Say that there is a new value of the independent variable x and we want to predict y. Is a formula for spline creation applied to this new data value using the knots or df used when training the model and then the coefficients from the trained model are applied to output the prediction?
Here is an example with R, what is predict doing conceptually to output 899.4139 for the new data mean_radius = 15.99?
#take the data wpbc as example
library(mboost)
data(wpbc)
modNew<-gamboost(mean_area~mean_radius, data = wpbc, baselearner = "bbs", dfbase = 4, family=Gaussian(),control = boost_control(mstop = 5))

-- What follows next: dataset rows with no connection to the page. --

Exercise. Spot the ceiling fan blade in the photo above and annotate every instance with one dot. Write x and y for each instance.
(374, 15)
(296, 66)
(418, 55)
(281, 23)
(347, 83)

test<-data.frame(mean_radius=15.99)
predict(modNew,test)
Best Answer
The way the prediction is computed is like this:
From the original fit, you have knot locations spread through the range of
mean_radius
in your training data. Together with the degree of the B-spline basis (cubic by default inmboost
), these knot locations define the shape of your B-spline basis functions. The default inmboost
is to have 20 interior knots, which define 24 cubic B-spline basis functions (don't ask...). Lets call these basis functions $B_j(x); j=1,\dots,24$. The effect of your covariate $x=$``mean_radius`` is represented simply as $$ f(x) = \sum^{24}_j B_j(x) \theta_j $$ This is a very neat trick, because it reduces the hard problem of estimating the unspecified function $f(x)$ to the much simpler problem of estimating linear regression weights $\theta_j$ associated with a collection of synthetic covariates $B_j(x)$.Prediction then is not that complicated: Given the estimated coefficients $\hat \theta_j$, we need to evaluate the $B_j(\cdot);\; j=1,\dots,24$ for the prediction data $x_{new}$. For that, all we need are the knot locations that define the basis functions for the original data. We then get the predicted values as $$ \hat f(x_{new}) = \sum^{24}_j B_j(x_{new}) \hat\theta_j. $$
Since boosting is an iterative procedure, the estimated coefficients at the stop iteration $m_{stop}$ are actually the sum of the coefficient updates in iterations $1, \dots, m_{stop}$. If you really want to get a grip on the details, take a look at the output you get from
bbs(rnorm(100))$dpp(rep(1,100))$predict
,and go explore from there. For example,
with(environment(bbs(rnorm(100))$dpp(rep(1,100))$predict), newX)
calls
with(environment(bbs(rnorm(100))$dpp(rep(1,100))$predict), Xfun)
to evaluate the $B_j(\cdot)$ on $x_{new}$.